Clan MacNab got its name from the Gaelic Mac an Abu which means ‘the son of abbot’. Because of this, it is strongly believed that the Clan MacNab founder was of a clerical profession. The clan offers a rich and colourful history as they started as a large clan in the 13th century.

The History of Clan MacNab

In the early days, Clan MacNab and the MacDougalls opposed the struggle of Robert the Bruce for the Scottish crown. Robert the Bruce had many fights with the MacDougalls, who were strongly supported by Clan MacNab, particularly during the Battle of Dalry. This fight took place back in 1306 and MacDougall and Clan MacNab were victorious.

Despite this, Bruce continued to become the King and his troops took aim at the Macnabs and destroyed all family writs.

There are records of the Macnabs from the early 16 th century, which include Finlay MacNab who was the clan’s chief at the time. He received a charter in 1502, and his son witnessed a charter from the King to a Duncan Campbell in 1511.

The chief passed away in 1525 at Eilan Ran and was buried at Killin. His son, also Finlay MacNab, was the sixth ‘laird’ and mortgaged the family lands of Ewer and Leiragan to Campbell of Glenorchy. The seventh ‘laird’ was also Finlay who underwent a violent feud with Clan MacNeish.

The MacNabs and MacNeishes fought many battles with varying success at either side, with final seeing the MacNabs victorious at Glenboultachan.

During the Civil War, the MacNabs supported Charles I and fought alongside James Graham, who was the 1 st marquess of Montrose.
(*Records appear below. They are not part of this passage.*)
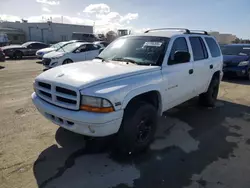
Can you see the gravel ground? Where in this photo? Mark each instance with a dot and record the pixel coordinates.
(194, 146)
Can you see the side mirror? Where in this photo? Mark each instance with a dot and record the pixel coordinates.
(100, 51)
(181, 57)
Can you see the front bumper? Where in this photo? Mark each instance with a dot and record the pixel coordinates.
(236, 71)
(82, 122)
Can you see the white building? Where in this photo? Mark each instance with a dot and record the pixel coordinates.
(48, 32)
(223, 38)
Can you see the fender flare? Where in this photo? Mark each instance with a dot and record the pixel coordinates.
(142, 90)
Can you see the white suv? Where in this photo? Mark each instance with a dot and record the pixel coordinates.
(132, 82)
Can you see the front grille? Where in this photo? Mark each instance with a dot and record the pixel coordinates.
(66, 91)
(46, 61)
(229, 64)
(63, 96)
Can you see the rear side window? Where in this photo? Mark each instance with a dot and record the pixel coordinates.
(180, 44)
(199, 48)
(213, 47)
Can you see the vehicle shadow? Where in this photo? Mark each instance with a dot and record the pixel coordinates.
(236, 80)
(188, 139)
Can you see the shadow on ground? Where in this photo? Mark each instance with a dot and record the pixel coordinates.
(237, 80)
(189, 139)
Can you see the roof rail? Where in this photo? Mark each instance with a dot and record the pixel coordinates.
(186, 31)
(199, 32)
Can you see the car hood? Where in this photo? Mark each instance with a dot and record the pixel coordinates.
(46, 50)
(12, 47)
(54, 54)
(235, 59)
(89, 73)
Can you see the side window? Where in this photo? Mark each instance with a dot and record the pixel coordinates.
(213, 47)
(180, 44)
(91, 47)
(199, 48)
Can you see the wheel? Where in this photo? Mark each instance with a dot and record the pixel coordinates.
(209, 98)
(138, 128)
(18, 55)
(67, 61)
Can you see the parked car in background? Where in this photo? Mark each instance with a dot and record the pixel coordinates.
(54, 47)
(2, 55)
(102, 44)
(26, 49)
(86, 37)
(132, 82)
(73, 52)
(236, 60)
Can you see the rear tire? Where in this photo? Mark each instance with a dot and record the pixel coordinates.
(67, 61)
(210, 97)
(138, 128)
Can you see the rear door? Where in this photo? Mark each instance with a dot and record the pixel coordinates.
(177, 77)
(201, 63)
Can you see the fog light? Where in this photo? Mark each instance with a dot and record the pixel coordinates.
(91, 130)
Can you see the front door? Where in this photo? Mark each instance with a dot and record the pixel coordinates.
(178, 77)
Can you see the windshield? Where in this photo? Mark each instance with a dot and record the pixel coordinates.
(144, 50)
(235, 50)
(58, 45)
(69, 47)
(26, 44)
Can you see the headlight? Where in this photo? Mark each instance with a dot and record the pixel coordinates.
(243, 63)
(95, 104)
(57, 57)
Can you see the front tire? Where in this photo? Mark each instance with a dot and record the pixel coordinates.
(138, 128)
(210, 97)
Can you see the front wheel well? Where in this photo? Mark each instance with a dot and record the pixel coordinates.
(151, 97)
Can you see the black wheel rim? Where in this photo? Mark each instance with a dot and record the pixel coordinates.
(144, 130)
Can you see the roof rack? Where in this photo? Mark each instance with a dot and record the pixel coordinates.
(199, 32)
(165, 29)
(186, 31)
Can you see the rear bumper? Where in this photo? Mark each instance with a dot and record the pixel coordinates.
(236, 71)
(82, 122)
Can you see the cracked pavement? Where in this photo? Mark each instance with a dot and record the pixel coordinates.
(195, 147)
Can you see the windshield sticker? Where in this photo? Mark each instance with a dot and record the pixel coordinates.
(155, 44)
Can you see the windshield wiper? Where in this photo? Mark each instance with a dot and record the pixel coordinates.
(103, 60)
(125, 59)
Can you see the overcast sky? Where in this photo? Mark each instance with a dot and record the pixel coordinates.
(228, 16)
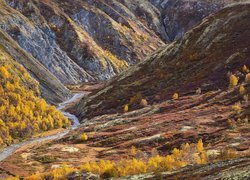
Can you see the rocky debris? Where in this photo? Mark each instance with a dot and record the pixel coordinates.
(85, 41)
(195, 61)
(79, 41)
(232, 169)
(70, 149)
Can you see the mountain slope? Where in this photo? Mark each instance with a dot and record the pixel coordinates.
(201, 59)
(52, 89)
(199, 67)
(83, 41)
(22, 112)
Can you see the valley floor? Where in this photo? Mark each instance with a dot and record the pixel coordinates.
(155, 129)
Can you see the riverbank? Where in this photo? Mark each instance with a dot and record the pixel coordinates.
(50, 135)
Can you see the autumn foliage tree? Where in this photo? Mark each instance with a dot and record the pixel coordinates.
(22, 112)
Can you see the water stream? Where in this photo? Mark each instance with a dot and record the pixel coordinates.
(8, 151)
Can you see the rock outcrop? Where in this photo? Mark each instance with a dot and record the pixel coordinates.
(52, 89)
(201, 59)
(83, 41)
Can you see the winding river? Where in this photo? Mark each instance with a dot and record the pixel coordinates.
(8, 151)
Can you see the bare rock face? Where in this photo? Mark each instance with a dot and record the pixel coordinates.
(83, 41)
(202, 58)
(79, 41)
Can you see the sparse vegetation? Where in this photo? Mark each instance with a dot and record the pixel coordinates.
(84, 137)
(248, 78)
(242, 90)
(126, 108)
(237, 107)
(187, 154)
(245, 69)
(233, 81)
(175, 96)
(22, 113)
(143, 103)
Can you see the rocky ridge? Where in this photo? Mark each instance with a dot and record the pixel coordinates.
(83, 41)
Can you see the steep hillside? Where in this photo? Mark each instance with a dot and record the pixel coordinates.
(83, 41)
(135, 125)
(22, 112)
(51, 88)
(203, 58)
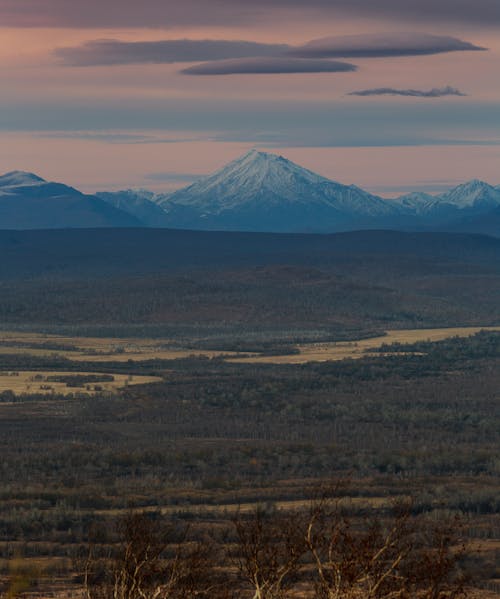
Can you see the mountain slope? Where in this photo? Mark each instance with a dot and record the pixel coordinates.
(138, 203)
(266, 192)
(29, 202)
(473, 194)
After a successful fight at the Battle of Kilsyth, Clan MacNab was given command of the Kincardine Castle near to Auchterarder.

After many feuds and battles over the years, the land of the MacNab’s ravaged. So, once again, their papers were lost. The final of the MacNab Clan relocated to Canada and sold his last possessions, including the Dreadnought Hotel in Callander. Today, the chief memorial of Clan MacNab is the picturesque burial place in the trees at Inch Buidhe.